Солдат отлучился на несколько минут и принес котелок, одна стенка которого была вогнутой, чтобы удобнее приторачивать к бедру. Вместе с котелком сунул Вадьке алюминиевую ложку. Солдат все время молчал, будто был лишен языка. Вадька радовался этому молчанию. Он принялся за еду — что-то похожее на гороховую похлебку. Челюсти сводило судорогой, горло перехватывали спазмы, но он ел с жадностью. Не верилось, что можно съесть все, что налито в котелке. Минута-другая, и котелок был пуст.
Все так же молча солдат привел Вадьку в школу. Пока они поднимались по ступенькам, Вадька, еще не очнувшийся от сна, услышал дальние отзвуки орудийной пальбы. Он огляделся. Стояла темнота, звезды на небе совсем не просматривались, и трудно было понять, в какой стороне стреляют. Мелькнула надежда: «Может, наши наступают, пробьются сюда, выручат?.. Собственно, кого выручат? Тебя одного? Тех, остальных, что вслед за тобой сделали два шага вперед, уже, наверное, нет в живых...»

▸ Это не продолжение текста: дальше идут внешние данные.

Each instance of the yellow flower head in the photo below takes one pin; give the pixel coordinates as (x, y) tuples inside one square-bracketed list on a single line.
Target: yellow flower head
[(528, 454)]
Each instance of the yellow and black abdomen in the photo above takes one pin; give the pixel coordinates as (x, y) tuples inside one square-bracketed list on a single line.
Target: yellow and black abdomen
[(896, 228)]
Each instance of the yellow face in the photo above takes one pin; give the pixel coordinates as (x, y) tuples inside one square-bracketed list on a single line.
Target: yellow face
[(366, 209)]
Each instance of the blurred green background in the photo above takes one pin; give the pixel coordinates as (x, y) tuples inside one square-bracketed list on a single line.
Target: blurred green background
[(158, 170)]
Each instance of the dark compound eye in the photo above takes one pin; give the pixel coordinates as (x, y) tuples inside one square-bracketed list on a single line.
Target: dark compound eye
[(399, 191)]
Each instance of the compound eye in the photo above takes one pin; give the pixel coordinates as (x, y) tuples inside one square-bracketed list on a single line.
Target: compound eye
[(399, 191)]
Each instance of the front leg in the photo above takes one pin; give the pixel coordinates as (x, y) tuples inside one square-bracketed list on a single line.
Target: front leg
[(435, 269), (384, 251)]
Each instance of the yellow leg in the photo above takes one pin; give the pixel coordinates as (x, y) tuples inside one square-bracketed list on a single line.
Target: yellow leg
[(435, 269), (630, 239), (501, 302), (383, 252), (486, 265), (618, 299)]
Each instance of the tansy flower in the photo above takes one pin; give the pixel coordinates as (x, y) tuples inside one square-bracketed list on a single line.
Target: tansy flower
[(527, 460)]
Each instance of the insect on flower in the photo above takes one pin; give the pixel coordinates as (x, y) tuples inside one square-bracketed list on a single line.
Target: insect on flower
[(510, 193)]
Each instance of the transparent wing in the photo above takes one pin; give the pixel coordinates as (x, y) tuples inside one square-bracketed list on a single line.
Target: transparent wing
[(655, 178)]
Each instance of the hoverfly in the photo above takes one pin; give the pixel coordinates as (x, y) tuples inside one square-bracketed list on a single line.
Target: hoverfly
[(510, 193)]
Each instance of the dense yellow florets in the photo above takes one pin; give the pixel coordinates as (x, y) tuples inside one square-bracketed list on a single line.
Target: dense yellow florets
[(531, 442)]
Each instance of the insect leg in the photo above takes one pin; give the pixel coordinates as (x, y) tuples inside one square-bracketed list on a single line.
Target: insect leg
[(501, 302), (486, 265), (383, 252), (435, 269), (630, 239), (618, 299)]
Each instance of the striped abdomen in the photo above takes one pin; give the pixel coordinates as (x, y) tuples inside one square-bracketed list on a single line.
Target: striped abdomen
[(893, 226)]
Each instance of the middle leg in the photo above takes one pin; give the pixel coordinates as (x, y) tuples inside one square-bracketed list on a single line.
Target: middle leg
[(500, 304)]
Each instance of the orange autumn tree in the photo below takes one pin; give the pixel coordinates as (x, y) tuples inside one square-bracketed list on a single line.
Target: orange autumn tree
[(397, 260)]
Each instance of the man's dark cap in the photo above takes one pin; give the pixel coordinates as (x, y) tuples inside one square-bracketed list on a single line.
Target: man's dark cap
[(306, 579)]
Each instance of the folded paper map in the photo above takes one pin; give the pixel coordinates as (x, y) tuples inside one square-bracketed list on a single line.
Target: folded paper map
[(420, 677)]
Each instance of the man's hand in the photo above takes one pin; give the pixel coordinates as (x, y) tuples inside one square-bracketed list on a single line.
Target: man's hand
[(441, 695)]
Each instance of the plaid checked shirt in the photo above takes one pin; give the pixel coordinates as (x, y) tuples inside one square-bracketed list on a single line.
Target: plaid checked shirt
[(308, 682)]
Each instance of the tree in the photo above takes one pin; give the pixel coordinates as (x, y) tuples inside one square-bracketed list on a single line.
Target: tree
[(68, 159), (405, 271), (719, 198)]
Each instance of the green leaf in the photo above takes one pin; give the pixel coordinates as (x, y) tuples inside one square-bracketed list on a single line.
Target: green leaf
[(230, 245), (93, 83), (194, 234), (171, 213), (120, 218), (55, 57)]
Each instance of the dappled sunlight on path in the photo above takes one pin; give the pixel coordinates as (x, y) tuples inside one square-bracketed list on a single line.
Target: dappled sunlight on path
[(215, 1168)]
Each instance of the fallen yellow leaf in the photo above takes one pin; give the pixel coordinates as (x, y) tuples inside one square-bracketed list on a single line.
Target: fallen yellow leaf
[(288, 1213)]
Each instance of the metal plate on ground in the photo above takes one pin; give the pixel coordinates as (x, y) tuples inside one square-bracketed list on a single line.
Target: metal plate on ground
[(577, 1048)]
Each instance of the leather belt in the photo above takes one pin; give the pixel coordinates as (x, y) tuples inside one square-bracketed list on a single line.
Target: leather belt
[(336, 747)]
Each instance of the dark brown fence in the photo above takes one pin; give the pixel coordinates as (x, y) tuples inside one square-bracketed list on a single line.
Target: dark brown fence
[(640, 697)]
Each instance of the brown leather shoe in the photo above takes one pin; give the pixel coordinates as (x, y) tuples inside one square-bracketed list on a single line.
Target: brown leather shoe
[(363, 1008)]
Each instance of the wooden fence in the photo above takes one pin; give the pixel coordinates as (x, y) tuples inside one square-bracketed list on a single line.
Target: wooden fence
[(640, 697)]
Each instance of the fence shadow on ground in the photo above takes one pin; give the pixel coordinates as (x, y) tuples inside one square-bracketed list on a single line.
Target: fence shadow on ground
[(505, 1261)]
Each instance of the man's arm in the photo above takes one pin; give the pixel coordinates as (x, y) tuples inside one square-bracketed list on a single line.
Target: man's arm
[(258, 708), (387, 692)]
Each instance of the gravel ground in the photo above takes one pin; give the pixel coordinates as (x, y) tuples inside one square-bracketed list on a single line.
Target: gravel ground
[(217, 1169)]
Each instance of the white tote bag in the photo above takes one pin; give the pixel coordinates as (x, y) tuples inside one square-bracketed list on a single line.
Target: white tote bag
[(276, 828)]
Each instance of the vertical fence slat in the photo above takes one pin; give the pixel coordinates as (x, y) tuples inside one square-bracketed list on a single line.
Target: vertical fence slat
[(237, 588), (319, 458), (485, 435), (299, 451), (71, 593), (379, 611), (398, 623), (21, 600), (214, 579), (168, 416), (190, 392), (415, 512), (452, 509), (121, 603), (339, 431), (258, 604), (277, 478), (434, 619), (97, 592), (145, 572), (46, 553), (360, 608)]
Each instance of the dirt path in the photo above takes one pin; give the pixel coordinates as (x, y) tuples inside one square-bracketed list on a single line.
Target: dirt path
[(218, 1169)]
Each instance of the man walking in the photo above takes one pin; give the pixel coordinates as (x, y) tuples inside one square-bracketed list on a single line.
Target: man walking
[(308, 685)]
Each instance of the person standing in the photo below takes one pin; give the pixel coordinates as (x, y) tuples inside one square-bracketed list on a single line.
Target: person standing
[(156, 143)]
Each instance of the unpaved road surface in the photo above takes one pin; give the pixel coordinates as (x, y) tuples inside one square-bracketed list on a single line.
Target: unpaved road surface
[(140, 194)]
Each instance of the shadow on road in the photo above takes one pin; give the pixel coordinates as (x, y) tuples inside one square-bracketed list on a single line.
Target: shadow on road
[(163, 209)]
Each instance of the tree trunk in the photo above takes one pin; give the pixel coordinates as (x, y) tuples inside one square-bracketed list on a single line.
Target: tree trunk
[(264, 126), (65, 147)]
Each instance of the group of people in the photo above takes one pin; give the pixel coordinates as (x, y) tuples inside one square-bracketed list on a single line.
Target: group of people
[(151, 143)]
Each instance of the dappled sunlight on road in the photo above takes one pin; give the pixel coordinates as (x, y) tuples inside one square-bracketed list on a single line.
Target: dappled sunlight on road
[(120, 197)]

Вадьку шатало, саднило от рези в желудке, было такое состояние, будто он вовсе и не отдыхал — хуже, чем до сна. Он предположил, что его ведут на допрос — не зря же ему разрешили отдохнуть, чтобы ворочался язык. Едва волоча ноги, Вадька вошел в комнату, куда ему указал солдат, и слегка прищурился от неяркого, давно забытого света большой керосиновой лампы, стоявшей на столе. И сразу же до трепета в груди понял, что стоит в школьном классе — об этом ясно говорили и классная доска, и запах мела, и маленький глобус на тумбочке, и одинокая парта, на которой — Вадька был убежден — есть надписи и символы, вырезанные учениками перочинными ножичками. Сам он никогда не резал парт ножичком, но писать на крышках — писал, а с того дня, как влюбился в Асю, приходил в школу после занятий и, стараясь остаться не замеченным уборщицей, садился за ту парту и на то самое место, на котором сидела Ася, надеясь обнаружить что-либо относящееся лично к нему, хотя бы свои инициалы или слабый намек на тайные чувства Аси...
Солдат жестом указал Вадьке сесть за парту, и он сел, ощутив знобящую тоску по своей школе, по юности, низвергнутой сейчас в черную пропасть.
Он тут же услышал четкие, уверенные шаги и увидел, как из тьмы, схожая с привидением, возникла фигура капитана. Он был бодр, жизнерадостен и, казалось, испытывал искреннее чувство радости оттого, что проявил неслыханный гуманизм — накормил этого азиата и даже разрешил ему вздремнуть.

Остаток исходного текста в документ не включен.